Charges 'shatter free banking myth'

A report found that some customers are being charged up to 900 pounds a year for going overdrawn

A report found that some customers are being charged up to 900 pounds a year for going overdrawn

First published in National News © by

Current account customers are being charged as much as £900 a year for going overdrawn without permission, according to a report which "shatters the myth" of free banking.

Other ways in which banks make money from supposedly free accounts is by charging up to 19.9% interest for agreed overdrafts - more than many credit cards and personal loans - and through "hefty fees" for overseas transactions, said consumer champion Which?.

The findings are the latest blow for the beleaguered sector already reeling from a series of scandals and prompted Which? to call for more transparency around bank charges to help customers choose the right account.

Which? chief executive Peter Vicary-Smith said: "When some people are paying up to £900 a year in bank charges it completely shatters the myth that banking is free."

But the British Bankers' Association (BBA) branded the report "disingenuous" and said customers can still get free banking for accessing cash and making most types of transactions in the UK.

It added that consumers would expect to pay to go overdrawn because this amounts to borrowing money, while overseas charges were often beyond banks' control.

Which? said charges for unauthorised overdrafts vary greatly between banks.

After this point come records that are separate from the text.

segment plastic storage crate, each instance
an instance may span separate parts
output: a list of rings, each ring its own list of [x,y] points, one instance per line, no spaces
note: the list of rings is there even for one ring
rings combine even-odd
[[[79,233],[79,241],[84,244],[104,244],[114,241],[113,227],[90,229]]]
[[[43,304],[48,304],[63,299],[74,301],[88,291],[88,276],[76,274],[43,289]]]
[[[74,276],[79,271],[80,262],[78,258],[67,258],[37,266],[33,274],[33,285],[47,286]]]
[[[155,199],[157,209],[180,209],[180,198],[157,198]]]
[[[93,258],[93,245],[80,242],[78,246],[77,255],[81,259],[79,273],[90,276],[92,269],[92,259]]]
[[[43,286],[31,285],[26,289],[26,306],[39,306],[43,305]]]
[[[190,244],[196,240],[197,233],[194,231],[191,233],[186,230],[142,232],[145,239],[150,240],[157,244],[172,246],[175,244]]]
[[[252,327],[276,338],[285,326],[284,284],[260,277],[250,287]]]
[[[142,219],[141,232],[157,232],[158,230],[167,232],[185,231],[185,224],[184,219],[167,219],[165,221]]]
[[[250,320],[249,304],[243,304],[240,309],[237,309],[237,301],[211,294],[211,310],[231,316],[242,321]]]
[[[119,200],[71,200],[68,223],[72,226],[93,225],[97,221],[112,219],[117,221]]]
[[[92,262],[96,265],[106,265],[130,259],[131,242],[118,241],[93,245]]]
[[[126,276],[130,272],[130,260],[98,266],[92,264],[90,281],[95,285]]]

The Halifax Reward Current Account charges £120 a year for going into the red for two days in a row every month, whereas at the other end of the scale the Yorkshire/Clydesdale Bank Current Account Plus charges £900 a year for the same scenario.

And many banks, including RBS/NatWest and HSBC, charge an annual percentage rate of 19.9% for authorised overdrafts. First Trust Bank's Classic Account charges £185 a year for going £200 into the red six days a month.

More than six in 10 people surveyed said they had paid a charge they considered unfair, hidden or disproportionate. And 94% thought banks should be more transparent about their charges.

Mr Vicary-Smith added: "It's a disgrace that the very people who bailed out the banks are being asked to pay more for the most basic accounts, while the industry continues to be rocked by scandals like PPI mis-selling, Libor rate-rigging and IT failures."